Stink's Lofty Nathan sees short film roll out

'12 O’clock Boys' Opens Across North America

The story of the 12 O’clock Boys – named so for the 90-degree angle biker’s aim for with wheels pointed skyward – opens in theaters, on VOD and digital across North America today.

Stink director Lotfy Nathan spent three years filming over 300 hours of footage of Baltimore’s dirt-bikers, ultimately framing his story through the eyes of Pug, a kid aspiring to gain acceptance within the subculture biking group.

What makes 12 O’clock Boys so effective is Nathan’s ability to stay remarkably true to the sounds and context of the Baltimore streets. His close proximity to the dirt-bike culture reveals a messy place where dust accumulates and people die for no good reason, where crime often pays and true love doesn’t conquer much. Yet it’s in this space that Pug operates, a boy with a power we want and a hint of moral complexity we need.

12 O’clock Boys works as a piece of shared culture, a society in the periphery in a dangerous, off limits land. Hypnotizing slow motion imagery plugs us deeper into the ride, captured via Phantom HD Gold outfitted with an 18-50mm T3 Red lens, a set of Standard Zeiss Primes T2.1 and an Angénieux 25-250mm HR T3.5.

Late-Beastie Boy Adam Yauch’s Oscilloscope Laboratories is distributing the film and, on the eve of the film’s release, Oscilloscope have thrown together entertaining GoPro footage of the 12 O’clock Boys in action, creating an impromptu music video for "Bad Bitches Drop it Low" by Mighty Mark, a Baltimore music producer recognized for his unique hybridization of house, hip-hop and pure, sweet sampling.
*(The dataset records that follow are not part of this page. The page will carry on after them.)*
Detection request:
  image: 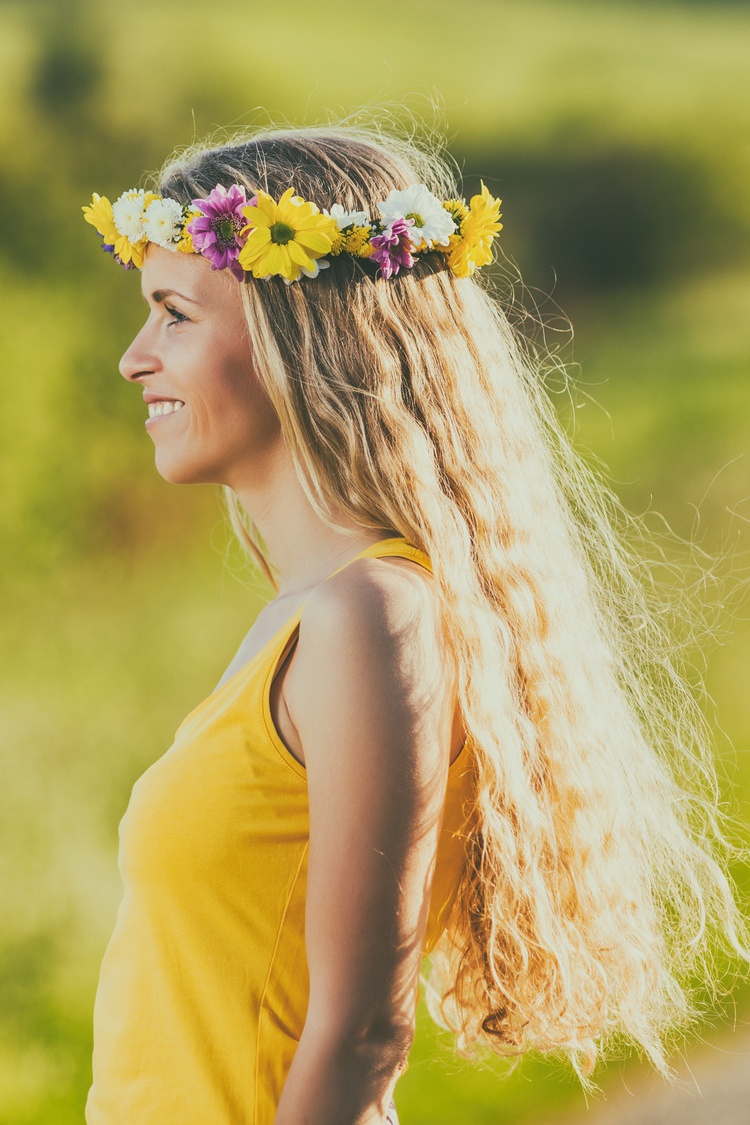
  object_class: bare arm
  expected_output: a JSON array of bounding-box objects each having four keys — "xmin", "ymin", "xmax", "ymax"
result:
[{"xmin": 275, "ymin": 559, "xmax": 452, "ymax": 1125}]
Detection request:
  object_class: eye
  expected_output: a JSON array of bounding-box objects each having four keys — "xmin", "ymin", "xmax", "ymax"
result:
[{"xmin": 164, "ymin": 305, "xmax": 190, "ymax": 325}]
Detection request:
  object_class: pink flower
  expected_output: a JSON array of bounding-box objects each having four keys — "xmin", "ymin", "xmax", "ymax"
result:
[
  {"xmin": 370, "ymin": 218, "xmax": 414, "ymax": 280},
  {"xmin": 188, "ymin": 183, "xmax": 247, "ymax": 281}
]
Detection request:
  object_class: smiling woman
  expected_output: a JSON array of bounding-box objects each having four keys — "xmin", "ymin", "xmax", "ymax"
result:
[
  {"xmin": 120, "ymin": 261, "xmax": 280, "ymax": 489},
  {"xmin": 85, "ymin": 127, "xmax": 750, "ymax": 1125}
]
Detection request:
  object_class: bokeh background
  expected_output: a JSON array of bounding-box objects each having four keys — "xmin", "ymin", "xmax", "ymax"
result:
[{"xmin": 0, "ymin": 0, "xmax": 750, "ymax": 1125}]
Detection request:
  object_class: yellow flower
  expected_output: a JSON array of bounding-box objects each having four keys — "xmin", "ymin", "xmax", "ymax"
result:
[
  {"xmin": 344, "ymin": 226, "xmax": 372, "ymax": 258},
  {"xmin": 177, "ymin": 207, "xmax": 204, "ymax": 254},
  {"xmin": 81, "ymin": 191, "xmax": 119, "ymax": 246},
  {"xmin": 448, "ymin": 183, "xmax": 503, "ymax": 278},
  {"xmin": 238, "ymin": 188, "xmax": 337, "ymax": 281},
  {"xmin": 81, "ymin": 191, "xmax": 148, "ymax": 270}
]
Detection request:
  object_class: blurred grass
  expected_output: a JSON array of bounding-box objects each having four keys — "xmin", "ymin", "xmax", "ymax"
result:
[{"xmin": 0, "ymin": 0, "xmax": 750, "ymax": 1125}]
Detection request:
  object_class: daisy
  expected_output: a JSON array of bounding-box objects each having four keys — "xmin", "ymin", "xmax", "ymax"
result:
[
  {"xmin": 240, "ymin": 188, "xmax": 338, "ymax": 281},
  {"xmin": 378, "ymin": 183, "xmax": 455, "ymax": 250}
]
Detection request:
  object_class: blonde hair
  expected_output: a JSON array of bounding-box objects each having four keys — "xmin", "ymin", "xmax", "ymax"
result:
[{"xmin": 159, "ymin": 120, "xmax": 750, "ymax": 1082}]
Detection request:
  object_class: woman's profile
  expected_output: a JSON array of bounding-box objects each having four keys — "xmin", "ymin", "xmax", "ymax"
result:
[{"xmin": 84, "ymin": 118, "xmax": 748, "ymax": 1125}]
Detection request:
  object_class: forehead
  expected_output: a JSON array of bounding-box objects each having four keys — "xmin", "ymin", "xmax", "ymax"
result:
[{"xmin": 141, "ymin": 242, "xmax": 238, "ymax": 305}]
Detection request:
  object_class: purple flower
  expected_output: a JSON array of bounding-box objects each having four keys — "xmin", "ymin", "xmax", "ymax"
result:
[
  {"xmin": 370, "ymin": 218, "xmax": 414, "ymax": 280},
  {"xmin": 188, "ymin": 183, "xmax": 247, "ymax": 281}
]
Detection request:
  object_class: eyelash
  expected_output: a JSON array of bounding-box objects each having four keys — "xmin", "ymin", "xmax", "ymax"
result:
[{"xmin": 164, "ymin": 305, "xmax": 189, "ymax": 324}]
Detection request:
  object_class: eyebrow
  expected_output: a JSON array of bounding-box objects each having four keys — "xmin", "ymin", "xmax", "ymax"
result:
[{"xmin": 144, "ymin": 289, "xmax": 199, "ymax": 305}]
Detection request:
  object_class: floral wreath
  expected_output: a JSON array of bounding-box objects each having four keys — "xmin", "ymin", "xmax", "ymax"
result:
[{"xmin": 82, "ymin": 182, "xmax": 503, "ymax": 284}]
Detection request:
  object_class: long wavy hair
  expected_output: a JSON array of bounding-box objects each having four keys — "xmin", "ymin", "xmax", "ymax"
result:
[{"xmin": 157, "ymin": 126, "xmax": 749, "ymax": 1082}]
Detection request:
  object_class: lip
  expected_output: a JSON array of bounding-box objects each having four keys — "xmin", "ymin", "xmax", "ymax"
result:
[
  {"xmin": 143, "ymin": 390, "xmax": 184, "ymax": 405},
  {"xmin": 143, "ymin": 393, "xmax": 187, "ymax": 430},
  {"xmin": 145, "ymin": 409, "xmax": 184, "ymax": 430}
]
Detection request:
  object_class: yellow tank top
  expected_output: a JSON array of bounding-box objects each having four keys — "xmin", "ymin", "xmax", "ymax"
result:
[{"xmin": 85, "ymin": 539, "xmax": 473, "ymax": 1125}]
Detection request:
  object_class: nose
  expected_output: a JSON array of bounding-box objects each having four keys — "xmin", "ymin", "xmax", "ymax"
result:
[{"xmin": 119, "ymin": 324, "xmax": 161, "ymax": 383}]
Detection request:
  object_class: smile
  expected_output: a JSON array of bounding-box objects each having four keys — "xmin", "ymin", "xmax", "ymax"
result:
[{"xmin": 148, "ymin": 398, "xmax": 184, "ymax": 419}]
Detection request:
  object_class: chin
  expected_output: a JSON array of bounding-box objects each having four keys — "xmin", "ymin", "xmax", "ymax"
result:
[{"xmin": 156, "ymin": 452, "xmax": 216, "ymax": 485}]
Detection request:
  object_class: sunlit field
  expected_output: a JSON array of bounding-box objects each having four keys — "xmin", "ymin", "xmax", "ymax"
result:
[{"xmin": 0, "ymin": 0, "xmax": 750, "ymax": 1125}]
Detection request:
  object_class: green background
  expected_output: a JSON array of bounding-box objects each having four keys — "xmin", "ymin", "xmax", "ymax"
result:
[{"xmin": 0, "ymin": 0, "xmax": 750, "ymax": 1125}]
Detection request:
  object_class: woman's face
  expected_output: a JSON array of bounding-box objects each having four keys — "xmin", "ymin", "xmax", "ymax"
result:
[{"xmin": 120, "ymin": 243, "xmax": 281, "ymax": 488}]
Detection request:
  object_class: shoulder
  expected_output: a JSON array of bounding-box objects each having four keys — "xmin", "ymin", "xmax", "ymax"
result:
[
  {"xmin": 299, "ymin": 557, "xmax": 439, "ymax": 656},
  {"xmin": 287, "ymin": 558, "xmax": 446, "ymax": 756}
]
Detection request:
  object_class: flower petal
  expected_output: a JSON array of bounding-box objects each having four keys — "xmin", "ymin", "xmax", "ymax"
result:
[{"xmin": 295, "ymin": 231, "xmax": 331, "ymax": 257}]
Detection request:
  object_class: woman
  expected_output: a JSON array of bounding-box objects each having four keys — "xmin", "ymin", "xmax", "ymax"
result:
[{"xmin": 84, "ymin": 128, "xmax": 747, "ymax": 1125}]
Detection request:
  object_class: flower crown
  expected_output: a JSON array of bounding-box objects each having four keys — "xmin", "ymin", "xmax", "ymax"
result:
[{"xmin": 82, "ymin": 183, "xmax": 503, "ymax": 284}]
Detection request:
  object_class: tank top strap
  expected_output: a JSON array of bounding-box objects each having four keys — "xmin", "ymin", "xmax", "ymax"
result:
[
  {"xmin": 328, "ymin": 536, "xmax": 432, "ymax": 578},
  {"xmin": 265, "ymin": 536, "xmax": 433, "ymax": 675}
]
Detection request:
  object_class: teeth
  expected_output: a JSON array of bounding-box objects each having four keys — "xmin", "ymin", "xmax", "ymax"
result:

Reviews of 12 O’clock Boys have been positive thus far. Slant’s Kenji Fujishima explains, “throughout its brisk 75 minutes, 12 O’clock Boys constantly divides itself between fulfilling the conventions of the informational talking-heads documentary and aiming for a more poetically impressionistic quality.”

Fushima goes on to note how the film is, “edited with a jittery, impulsive rhythm that faintly suggests Terrence Malick – a stylistic connection strengthened by Nathan's occasional reliance on Pug's voiceover narration on the soundtrack, his barely articulate drawl at times recalling Linda Manz's narration in “Days of Heaven.”  

Keith Uhlich of Time Out is moved by the story, explaining that, “there’s bleakness in the beauty: What begins as a personal coming-of-age story ends as a tragic tale of a community’s stunted adolescence.” Rolling Stone’s Elisabeth Garber-Paul is also impressed, ultimately drawn to character – especially Pug, “a pint-sized protagonist whose idolizing gaze ultimately dictated the mood of the film.” Paul Rosenfeld over at The Atlantic concurs, hypnotized by learning of, “a controversial subculture seen through the eyes of a young boy.”

Mekado Murphy at The New York Times takes a different slant, examining the mechanics behind making the doc, revealing Nathan’s raw, upfront and gritty experiences in Baltimore: “Dealing with the police, I had to be really adaptive,” says Nathan. “One day, I would play a naïve college kid who didn’t know any better. The next day, maybe I would say I was with HBO documentary films.”

GQ is also captivated, revealing the film to be, “a mesmerizing inside look at a world we’ve never before seen.” Richard Brody at The New Yorker rounds out the top reviews, spellbound by story and visuals. “In slow-motion shots, Nathan captures the riders’ pride in mastery and thrill in adventure,” says Brody.

In addition to opening nationally in the US, the Maryland Institute College of Art (Nathan's alma mater) will be hosting a homecoming screening of the film in Baltimore at the Brown Center's Falvey Hall tonight, with Nathan and several other guests in attendance. If you are in the zone, check it out.